LSUBR alumni may find it hard to believe, but taking all the other institutions except the law and medical centers (adding them to LSUBR) shows more than a third of LSU system students are not enrolled in these institutions. Therefore, a complaint about how somebody with a degree from outside the system shouldn’t sit on the system’s board rings pretty hollow when other system institutions aren’t even deemed legitimate to have their graduates sit on it even as their students make up a substantial minority of total system enrollment.
Also, in academia it usually is considered desirable to have a considerable portion of the faculty and administrators come from outside a university’s system. Louisiana follows this dictum I suspect less than other states, and my own employer probably is even less likely to adhere to it, but by my count only a sixth of LSUS faculty have terminal degrees from an LSU system school.
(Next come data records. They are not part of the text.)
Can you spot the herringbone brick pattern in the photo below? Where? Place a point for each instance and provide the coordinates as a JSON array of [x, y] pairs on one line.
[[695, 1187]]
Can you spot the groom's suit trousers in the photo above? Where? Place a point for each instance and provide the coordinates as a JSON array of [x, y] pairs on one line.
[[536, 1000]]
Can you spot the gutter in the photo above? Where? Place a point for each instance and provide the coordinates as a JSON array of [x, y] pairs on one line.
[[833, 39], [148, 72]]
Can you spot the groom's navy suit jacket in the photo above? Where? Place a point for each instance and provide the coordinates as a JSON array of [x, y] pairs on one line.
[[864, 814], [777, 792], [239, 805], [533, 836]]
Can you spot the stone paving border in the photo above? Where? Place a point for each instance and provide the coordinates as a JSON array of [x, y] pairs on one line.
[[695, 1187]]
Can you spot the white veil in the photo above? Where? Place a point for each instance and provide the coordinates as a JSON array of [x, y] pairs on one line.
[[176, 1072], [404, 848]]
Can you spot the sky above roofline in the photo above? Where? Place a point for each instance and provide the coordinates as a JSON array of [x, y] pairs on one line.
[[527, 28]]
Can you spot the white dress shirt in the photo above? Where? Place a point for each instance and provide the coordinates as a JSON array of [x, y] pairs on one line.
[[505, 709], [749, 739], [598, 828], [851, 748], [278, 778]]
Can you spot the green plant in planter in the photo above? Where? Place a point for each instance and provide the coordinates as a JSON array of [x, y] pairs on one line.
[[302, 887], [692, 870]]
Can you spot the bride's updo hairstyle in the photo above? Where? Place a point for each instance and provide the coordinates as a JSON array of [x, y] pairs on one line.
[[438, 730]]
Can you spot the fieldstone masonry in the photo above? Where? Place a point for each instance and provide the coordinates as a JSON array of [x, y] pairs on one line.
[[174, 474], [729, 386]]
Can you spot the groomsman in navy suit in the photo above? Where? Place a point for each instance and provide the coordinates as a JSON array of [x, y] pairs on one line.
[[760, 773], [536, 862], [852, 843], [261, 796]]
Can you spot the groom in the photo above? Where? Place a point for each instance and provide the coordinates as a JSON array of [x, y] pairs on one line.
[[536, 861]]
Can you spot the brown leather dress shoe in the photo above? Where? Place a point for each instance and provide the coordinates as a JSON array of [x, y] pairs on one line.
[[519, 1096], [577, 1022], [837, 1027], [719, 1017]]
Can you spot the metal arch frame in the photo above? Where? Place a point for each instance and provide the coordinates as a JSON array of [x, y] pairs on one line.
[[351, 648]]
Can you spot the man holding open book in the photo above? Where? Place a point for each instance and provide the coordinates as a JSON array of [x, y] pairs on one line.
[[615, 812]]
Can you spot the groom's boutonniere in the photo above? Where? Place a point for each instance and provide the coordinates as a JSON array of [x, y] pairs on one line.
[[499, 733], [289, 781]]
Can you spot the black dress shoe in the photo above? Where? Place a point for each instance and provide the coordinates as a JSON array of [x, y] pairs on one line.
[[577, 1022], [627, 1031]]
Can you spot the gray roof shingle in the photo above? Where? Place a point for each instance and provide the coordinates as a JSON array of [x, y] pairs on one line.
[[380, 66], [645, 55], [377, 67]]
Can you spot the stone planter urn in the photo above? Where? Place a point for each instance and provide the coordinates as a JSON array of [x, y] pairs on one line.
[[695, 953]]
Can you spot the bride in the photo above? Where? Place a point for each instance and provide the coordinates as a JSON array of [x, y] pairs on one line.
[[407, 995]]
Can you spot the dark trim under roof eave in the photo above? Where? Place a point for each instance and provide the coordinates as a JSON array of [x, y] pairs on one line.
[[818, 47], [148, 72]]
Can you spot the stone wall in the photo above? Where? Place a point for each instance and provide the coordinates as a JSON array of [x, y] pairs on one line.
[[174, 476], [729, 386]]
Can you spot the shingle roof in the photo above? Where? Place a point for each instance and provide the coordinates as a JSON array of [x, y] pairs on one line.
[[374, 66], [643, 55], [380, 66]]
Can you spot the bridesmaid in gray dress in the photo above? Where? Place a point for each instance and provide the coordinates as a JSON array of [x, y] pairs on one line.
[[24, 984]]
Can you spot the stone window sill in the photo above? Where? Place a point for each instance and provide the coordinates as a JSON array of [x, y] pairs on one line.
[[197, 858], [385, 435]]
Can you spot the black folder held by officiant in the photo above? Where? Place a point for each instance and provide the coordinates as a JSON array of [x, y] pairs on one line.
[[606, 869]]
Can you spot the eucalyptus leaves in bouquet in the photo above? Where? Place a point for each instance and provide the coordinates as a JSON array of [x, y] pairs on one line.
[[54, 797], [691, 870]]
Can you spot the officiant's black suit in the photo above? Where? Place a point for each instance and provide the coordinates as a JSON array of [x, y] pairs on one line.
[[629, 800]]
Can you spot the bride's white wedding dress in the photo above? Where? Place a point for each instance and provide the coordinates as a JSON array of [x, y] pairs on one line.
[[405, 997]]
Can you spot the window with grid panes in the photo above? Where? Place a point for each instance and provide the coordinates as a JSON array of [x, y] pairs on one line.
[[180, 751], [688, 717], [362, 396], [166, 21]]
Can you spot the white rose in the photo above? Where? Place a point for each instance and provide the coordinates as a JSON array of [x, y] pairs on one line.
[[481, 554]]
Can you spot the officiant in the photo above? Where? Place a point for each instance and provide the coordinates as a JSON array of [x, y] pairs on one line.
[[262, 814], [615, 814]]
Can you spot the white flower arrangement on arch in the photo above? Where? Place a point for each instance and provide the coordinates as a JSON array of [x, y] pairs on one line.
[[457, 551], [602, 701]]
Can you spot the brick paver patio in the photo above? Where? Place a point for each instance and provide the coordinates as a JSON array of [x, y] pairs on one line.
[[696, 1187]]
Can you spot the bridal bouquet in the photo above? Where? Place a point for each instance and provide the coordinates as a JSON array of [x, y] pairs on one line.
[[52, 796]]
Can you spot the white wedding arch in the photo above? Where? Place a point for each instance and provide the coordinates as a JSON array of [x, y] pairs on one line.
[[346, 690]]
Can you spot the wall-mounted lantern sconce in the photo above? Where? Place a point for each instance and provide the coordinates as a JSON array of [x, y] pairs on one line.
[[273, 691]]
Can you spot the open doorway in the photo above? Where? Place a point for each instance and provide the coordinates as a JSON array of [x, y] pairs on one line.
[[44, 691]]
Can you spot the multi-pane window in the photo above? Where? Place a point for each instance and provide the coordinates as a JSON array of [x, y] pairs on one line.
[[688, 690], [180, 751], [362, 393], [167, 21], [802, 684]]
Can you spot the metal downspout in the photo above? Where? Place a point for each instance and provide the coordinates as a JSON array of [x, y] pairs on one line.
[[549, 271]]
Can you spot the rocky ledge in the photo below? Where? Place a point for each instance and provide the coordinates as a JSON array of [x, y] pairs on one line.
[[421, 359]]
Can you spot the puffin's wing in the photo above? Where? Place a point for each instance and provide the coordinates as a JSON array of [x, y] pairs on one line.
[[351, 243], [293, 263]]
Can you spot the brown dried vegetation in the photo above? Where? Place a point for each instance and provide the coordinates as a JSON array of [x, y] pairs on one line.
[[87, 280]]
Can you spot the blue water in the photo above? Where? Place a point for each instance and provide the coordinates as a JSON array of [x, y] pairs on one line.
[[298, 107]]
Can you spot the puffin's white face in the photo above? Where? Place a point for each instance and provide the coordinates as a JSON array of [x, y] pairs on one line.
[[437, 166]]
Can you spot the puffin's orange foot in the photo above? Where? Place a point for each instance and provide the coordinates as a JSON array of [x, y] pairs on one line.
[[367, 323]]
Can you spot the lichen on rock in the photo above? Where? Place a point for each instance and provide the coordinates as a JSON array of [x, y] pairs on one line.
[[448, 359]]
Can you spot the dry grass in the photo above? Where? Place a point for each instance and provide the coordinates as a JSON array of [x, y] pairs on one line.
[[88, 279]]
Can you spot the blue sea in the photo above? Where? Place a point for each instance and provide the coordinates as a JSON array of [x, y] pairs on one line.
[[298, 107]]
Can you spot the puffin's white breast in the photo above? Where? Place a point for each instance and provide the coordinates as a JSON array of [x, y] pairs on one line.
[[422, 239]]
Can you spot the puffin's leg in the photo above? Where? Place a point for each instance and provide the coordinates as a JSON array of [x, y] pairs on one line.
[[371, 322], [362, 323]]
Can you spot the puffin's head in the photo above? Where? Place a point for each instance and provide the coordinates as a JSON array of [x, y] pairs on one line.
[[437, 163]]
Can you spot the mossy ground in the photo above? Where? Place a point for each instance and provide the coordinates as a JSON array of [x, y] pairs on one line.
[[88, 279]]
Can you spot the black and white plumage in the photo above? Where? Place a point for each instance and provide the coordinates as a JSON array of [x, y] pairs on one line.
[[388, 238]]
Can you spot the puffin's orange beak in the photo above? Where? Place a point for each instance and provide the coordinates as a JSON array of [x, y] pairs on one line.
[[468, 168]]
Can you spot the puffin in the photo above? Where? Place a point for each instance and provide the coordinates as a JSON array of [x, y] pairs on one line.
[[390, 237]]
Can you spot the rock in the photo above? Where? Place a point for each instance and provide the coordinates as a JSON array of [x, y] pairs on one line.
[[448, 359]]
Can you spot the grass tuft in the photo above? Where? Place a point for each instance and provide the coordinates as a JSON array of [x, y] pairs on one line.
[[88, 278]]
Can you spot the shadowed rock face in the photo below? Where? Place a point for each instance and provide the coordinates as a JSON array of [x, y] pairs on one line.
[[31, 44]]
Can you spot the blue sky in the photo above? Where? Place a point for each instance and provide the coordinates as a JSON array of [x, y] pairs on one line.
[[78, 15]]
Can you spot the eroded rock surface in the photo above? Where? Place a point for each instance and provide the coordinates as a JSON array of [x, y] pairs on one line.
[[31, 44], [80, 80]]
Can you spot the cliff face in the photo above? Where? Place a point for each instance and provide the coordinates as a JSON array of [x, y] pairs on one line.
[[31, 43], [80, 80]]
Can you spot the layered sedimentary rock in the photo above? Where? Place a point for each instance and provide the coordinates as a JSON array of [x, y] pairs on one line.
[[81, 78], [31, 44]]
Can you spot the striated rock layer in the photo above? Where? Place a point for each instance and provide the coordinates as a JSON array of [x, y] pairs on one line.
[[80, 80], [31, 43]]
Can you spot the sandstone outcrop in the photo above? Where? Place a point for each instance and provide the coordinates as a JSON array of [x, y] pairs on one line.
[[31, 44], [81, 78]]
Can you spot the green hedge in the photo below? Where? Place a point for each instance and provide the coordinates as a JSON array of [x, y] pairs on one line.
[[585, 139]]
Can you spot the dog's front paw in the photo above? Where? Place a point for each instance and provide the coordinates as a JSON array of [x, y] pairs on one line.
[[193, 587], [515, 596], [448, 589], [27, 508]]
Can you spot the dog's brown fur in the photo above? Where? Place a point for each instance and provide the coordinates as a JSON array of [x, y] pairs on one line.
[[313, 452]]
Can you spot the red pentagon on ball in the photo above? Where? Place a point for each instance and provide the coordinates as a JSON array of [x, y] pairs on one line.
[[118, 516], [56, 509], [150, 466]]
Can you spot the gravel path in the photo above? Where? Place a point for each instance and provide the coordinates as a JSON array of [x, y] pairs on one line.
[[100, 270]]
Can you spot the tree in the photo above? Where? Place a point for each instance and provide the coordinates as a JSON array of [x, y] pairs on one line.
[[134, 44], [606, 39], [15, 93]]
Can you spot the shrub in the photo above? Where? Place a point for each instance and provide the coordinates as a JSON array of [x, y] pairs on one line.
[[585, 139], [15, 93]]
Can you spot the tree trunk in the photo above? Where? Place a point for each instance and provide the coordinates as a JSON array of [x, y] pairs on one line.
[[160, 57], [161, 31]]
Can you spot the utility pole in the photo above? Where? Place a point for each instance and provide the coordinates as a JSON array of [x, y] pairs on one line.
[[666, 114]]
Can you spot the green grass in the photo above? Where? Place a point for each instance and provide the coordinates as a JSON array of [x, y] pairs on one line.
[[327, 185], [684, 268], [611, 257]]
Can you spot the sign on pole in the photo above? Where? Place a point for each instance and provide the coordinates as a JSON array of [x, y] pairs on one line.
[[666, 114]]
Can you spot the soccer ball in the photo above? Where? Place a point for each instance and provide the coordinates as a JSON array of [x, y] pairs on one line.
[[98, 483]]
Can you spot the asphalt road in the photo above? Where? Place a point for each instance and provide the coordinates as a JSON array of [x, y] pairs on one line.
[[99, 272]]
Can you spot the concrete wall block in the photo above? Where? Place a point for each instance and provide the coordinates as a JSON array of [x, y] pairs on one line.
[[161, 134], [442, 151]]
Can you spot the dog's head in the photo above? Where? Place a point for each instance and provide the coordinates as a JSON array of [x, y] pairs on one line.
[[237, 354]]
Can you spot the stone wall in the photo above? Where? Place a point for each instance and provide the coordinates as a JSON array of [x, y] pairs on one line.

This cross-fertilization introduces new perspectives into university governance and performance that can shake institutions out of old, unreflective and increasingly inefficient or ineffective ways of doing things, and it should be emulated all the way to the top in order to help improve higher education in the state.
When there are too many people with a single institutional affiliation on the Board, the inbreeding discourages creativity and a wider, more thoughtful view of the scope and role of the LSU system as a whole in the performance of its main job of education. Jindal needs not only to appoint people who understand LSU resources are better used in education than in running charity hospitals, but to pursue greater diversity in educational backgrounds will enhance the Board’s ability to perform its mission of guiding education with an emphasis on the entire state.